Tips Mencapai Orgasme Non-ejakulasi Berulang Kali - Male Indonesia
Tips Mencapai Orgasme Non-ejakulasi Berulang Kali
MALE ID | Sex & Health

Jika beberapa wanita bisa mengalami beberapa kali orgasme dengan cukup mudah, namun bagi pria agak lebih rumit dikarenakan periode refraktori yang mengganggu.

Male IndonesiaPhoto:Pexels.com

Menurut seksolog, arti orgasme dengan ejakulasi tidaklah sama bagi pria. “Orgasme adalah bagian dari pengalaman seksual yang terjadi antara dua dan tujuh detik sebelum ejakulasi. "Ini menggabungkan peningkatan kepekaan seluruh tubuh, mempercepat nafas, dan banjir sensasi melalui skrotum dan penis,” kata Ava Cadell PhD, seorang seksolog di Los Angeles.

Sedangkan ejakulasi, lanjut dia, adalah langkah terakhir dari stimulasi dan melibatkan pelepasan air sperma, serta neurotransmiter yang akan mengirim tubuh ke “mode istirahat dan pemulihan” atau periode refraktori.

Meski hampir tidak mungkin pria mengalami beberapa kali orgasme dan ejakulasi tanpa periode refraktori, namun bisa mencapai klimaks beberapa kali meski tidak mengeluarkan sperma. Teknik ini dikenal sebagai multi orgasme non-ejakulasi atau NEMO, dengan cara penguatan dasar panggul Anda.

"Tradisi Tao memiliki metode untuk mengembangkan kemampuan ini, serta beberapa aliran yoga dari India, Tibet, dan China," jelas Kenneth Play, seorang ahli seksolog, dilansir dari menshealth.

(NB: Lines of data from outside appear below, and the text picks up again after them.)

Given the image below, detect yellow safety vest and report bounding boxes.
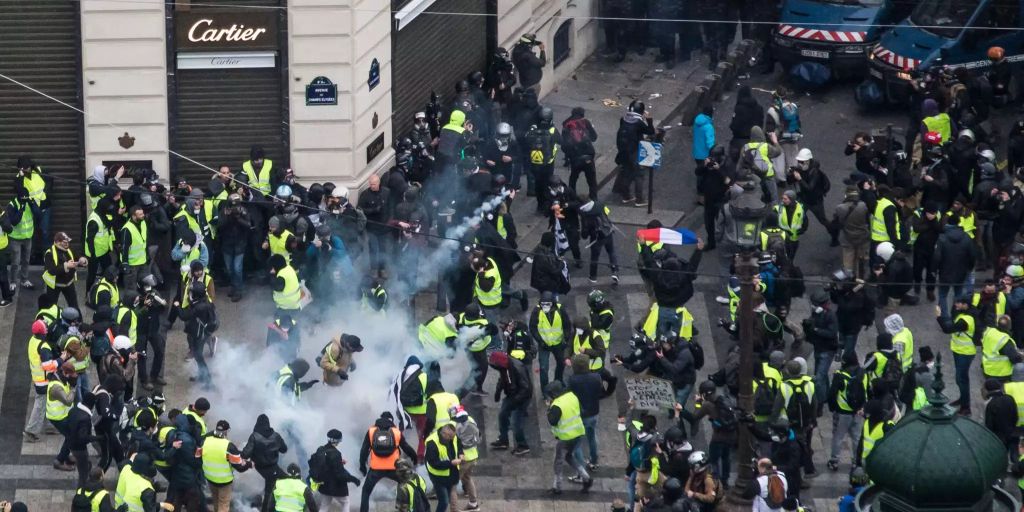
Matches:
[775,203,804,242]
[273,265,302,311]
[203,435,234,483]
[46,381,72,421]
[1002,382,1024,427]
[981,328,1014,377]
[949,313,978,355]
[922,112,952,144]
[551,391,586,441]
[242,158,273,196]
[893,327,913,372]
[10,198,36,240]
[124,220,150,266]
[871,198,899,242]
[22,171,46,206]
[85,212,114,258]
[427,391,459,432]
[426,430,459,477]
[267,229,295,264]
[971,292,1007,317]
[417,316,459,354]
[273,477,306,512]
[458,313,490,352]
[537,305,565,347]
[473,258,502,307]
[860,420,893,461]
[572,332,604,372]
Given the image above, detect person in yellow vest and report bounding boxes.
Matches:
[43,231,89,309]
[24,319,61,442]
[262,215,299,263]
[266,463,319,512]
[774,190,808,261]
[452,406,482,512]
[120,205,151,287]
[359,411,417,512]
[529,292,574,388]
[935,297,978,415]
[424,379,460,433]
[242,145,273,196]
[114,454,163,512]
[456,304,498,396]
[203,420,250,512]
[4,191,35,290]
[269,254,302,319]
[981,314,1024,382]
[75,468,115,512]
[544,381,594,495]
[424,421,466,512]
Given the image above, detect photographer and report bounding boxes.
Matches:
[217,194,255,302]
[512,34,548,96]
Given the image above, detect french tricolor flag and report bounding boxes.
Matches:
[637,227,697,246]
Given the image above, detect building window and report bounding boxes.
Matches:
[554,19,572,68]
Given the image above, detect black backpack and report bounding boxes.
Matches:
[309,446,328,482]
[782,380,816,429]
[754,377,778,416]
[711,393,739,432]
[370,428,398,457]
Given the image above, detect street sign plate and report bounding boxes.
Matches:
[637,140,662,169]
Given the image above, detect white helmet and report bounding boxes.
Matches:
[874,242,896,261]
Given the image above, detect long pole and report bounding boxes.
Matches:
[728,250,758,510]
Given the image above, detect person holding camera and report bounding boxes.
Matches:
[512,34,548,96]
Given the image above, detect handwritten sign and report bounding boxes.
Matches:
[626,377,676,411]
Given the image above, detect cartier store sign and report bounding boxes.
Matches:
[174,10,278,51]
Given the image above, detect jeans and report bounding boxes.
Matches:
[552,436,590,489]
[708,441,732,483]
[498,398,529,447]
[814,348,836,404]
[830,413,862,462]
[224,253,246,295]
[537,341,565,392]
[953,352,975,410]
[938,284,964,318]
[575,415,597,466]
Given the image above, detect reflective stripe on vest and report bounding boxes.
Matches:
[46,381,72,421]
[871,198,899,242]
[426,430,459,477]
[775,203,804,242]
[273,478,306,512]
[273,266,302,310]
[203,435,234,483]
[981,328,1014,377]
[537,305,565,347]
[949,313,978,355]
[124,220,150,266]
[473,258,502,307]
[551,391,586,441]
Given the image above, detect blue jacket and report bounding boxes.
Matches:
[693,114,715,160]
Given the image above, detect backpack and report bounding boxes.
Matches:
[370,428,398,457]
[398,370,423,408]
[686,340,705,370]
[778,101,800,134]
[711,394,739,432]
[309,446,328,482]
[754,377,778,416]
[782,381,816,429]
[765,472,785,509]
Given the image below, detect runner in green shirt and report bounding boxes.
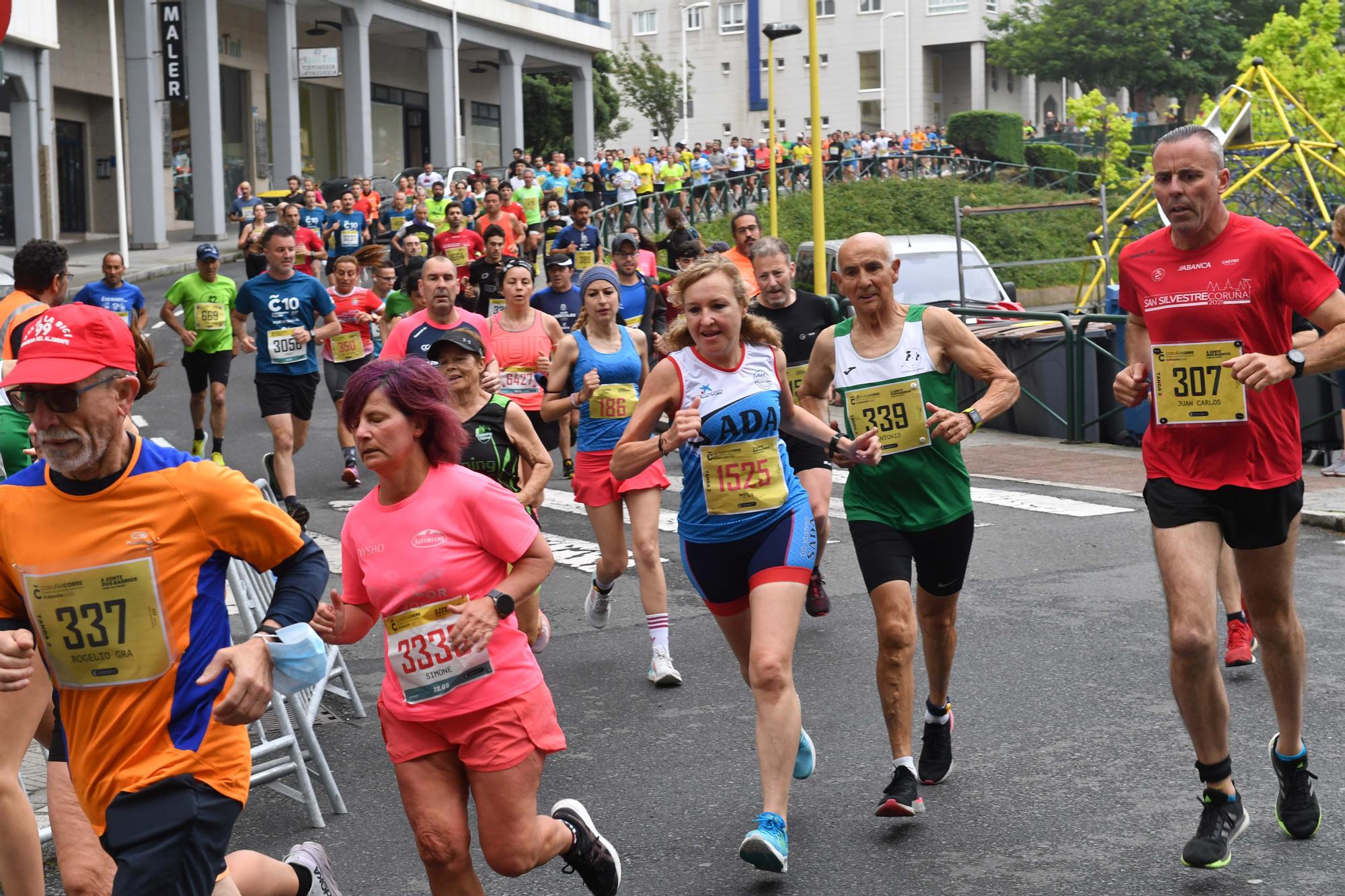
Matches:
[159,242,238,467]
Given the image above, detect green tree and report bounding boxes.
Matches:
[613,40,691,143]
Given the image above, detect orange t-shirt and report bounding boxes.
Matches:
[0,438,303,834]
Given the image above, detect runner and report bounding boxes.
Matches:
[611,258,878,872]
[799,233,1018,818]
[429,329,555,654]
[0,305,335,896]
[1114,125,1345,868]
[748,237,835,616]
[159,242,238,467]
[74,251,149,332]
[323,255,383,489]
[542,268,682,686]
[233,223,339,526]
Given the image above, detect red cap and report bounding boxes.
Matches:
[4,304,136,389]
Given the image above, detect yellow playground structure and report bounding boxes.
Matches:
[1076,56,1345,311]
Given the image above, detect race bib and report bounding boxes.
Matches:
[589,382,639,419]
[500,367,542,395]
[331,332,364,363]
[1153,339,1247,425]
[383,595,495,705]
[701,436,790,517]
[266,329,308,364]
[845,379,929,455]
[19,551,172,689]
[196,301,225,329]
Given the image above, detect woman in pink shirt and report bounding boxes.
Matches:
[312,358,621,895]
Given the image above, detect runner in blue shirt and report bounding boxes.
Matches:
[74,251,149,332]
[233,223,339,526]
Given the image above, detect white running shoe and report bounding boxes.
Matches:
[584,579,616,628]
[650,647,682,688]
[284,840,340,896]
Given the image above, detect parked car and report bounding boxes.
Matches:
[795,233,1022,316]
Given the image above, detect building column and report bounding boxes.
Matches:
[570,62,596,159]
[498,50,523,161]
[425,32,463,167]
[117,0,168,249]
[186,0,229,241]
[971,40,986,109]
[340,8,374,177]
[266,0,304,183]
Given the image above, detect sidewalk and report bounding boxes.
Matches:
[962,429,1345,532]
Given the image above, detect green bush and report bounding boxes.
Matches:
[947,112,1024,164]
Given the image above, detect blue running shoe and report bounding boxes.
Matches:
[738,813,790,874]
[794,728,818,780]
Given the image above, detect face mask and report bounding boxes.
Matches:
[266,623,327,697]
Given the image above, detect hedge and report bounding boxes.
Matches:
[947,112,1024,164]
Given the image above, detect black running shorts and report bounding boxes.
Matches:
[850,513,975,598]
[1145,479,1303,551]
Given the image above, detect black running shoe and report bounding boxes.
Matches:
[873,766,924,818]
[551,799,621,896]
[1270,732,1322,840]
[1181,788,1247,868]
[919,705,952,784]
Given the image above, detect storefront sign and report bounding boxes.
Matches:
[299,47,340,78]
[159,0,187,99]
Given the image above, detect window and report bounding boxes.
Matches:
[720,3,748,34]
[631,9,659,35]
[859,50,882,90]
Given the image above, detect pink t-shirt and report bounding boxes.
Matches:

Tradisi tersebut, kata dia, dipraktikkan untuk mempertahankan energi dan kewaspadaan serta mengarahkannya. Hanya butuh latihan rutin. Manfaatnya untuk menghindari periode refrakter dan tetap terangsang selama bercinta, baik secara seksual, emosional atau fisik.

Jika sebagian besar wanita bisa mengalami multi orgasme, maka dengan cara itu memungkinkan pria mampu mengimbangi pasangannya.

Lantas bagaimana agar pria mengalami orgasme non-ejakulasi berulang kali? Ini tentang mengendalikan dasar panggul Anda. Menurut seksolog Yvonne K Fulbright, Anda dapat melakukannya dengan latihan senam kegel, yang memperkuat otot dasar panggul dan kemampuan Anda untuk mengontrol respons orgasme dan ejakulasi saat gairah puncak.

Otot pubococcygeus (PC) Anda, yang membentang dari tulang kemaluan hingga tulang ekor, akan mengontrol ejakulasi. Jika Anda dapat menahan diri dari ejakulasi setelah orgasme, Anda akan cenderung melewatkan periode refraktori dan mengalami orgasme lagi, lagi, dan lagi.

Senam kegel untuk mengencangkan otot PC bisa dilakukan ketika Anda mengontrol aliran urin saat buang air kecil. Mengontraksikan otot tersebut selama 10 detik juga bisa dilakukan sambil duduk di mobil.

Cara Lain

Jika Anda kesulitan menunda kepuasan, berganti posisi saat berhubungan seks juga bisa membantu mengontrol ejakulasi dan ereksi.

Terapis seks Jane Greer menyarankan untuk mencoba posisi seks di mana Anda dapat dengan mudah “berdiri dan menarik diri sebelum ejakulasi”. Dengan begitu, Anda bisa mengencangkan otot tepat sebelum titik ejakulasi sehingga Anda dapat mengalami orgasme tanpa ejakulasi.

Dalam Buku The Multi-Orgasmic Man: Sexual Secrets Every Man Should Know, penulis

Mantak Chia dan Douglas Abrams memaparkan tentang pentingnya pernapasan dalam perut atau pernapasan diafragma sebagai kunci mengontrol ejakulasi.

Saat bercinta, laju napas biasanya meningkat, detak jantung pun demikian. Karena itu, Anda perlu mengatur napas panjang dan pendek.

Cara melatih pernapasan perut, duduklah di kursi dengan punggung tegak. Relakskan bahu dan letakkan tangan di atas perut. Tarik napas dalam-dalam melalui hidung, dan rasakan perut mengembang. Upayakan dada tidak bergerak. Setiap tarikan napas harus berlangsung setidaknya tiga detik. Biasakan latih pernapasan ini setiap hari. Tujuannya agar pernapasan perut menjadi gaya pernapasan normal Anda sehingga bisa mengontrol ejakulasi.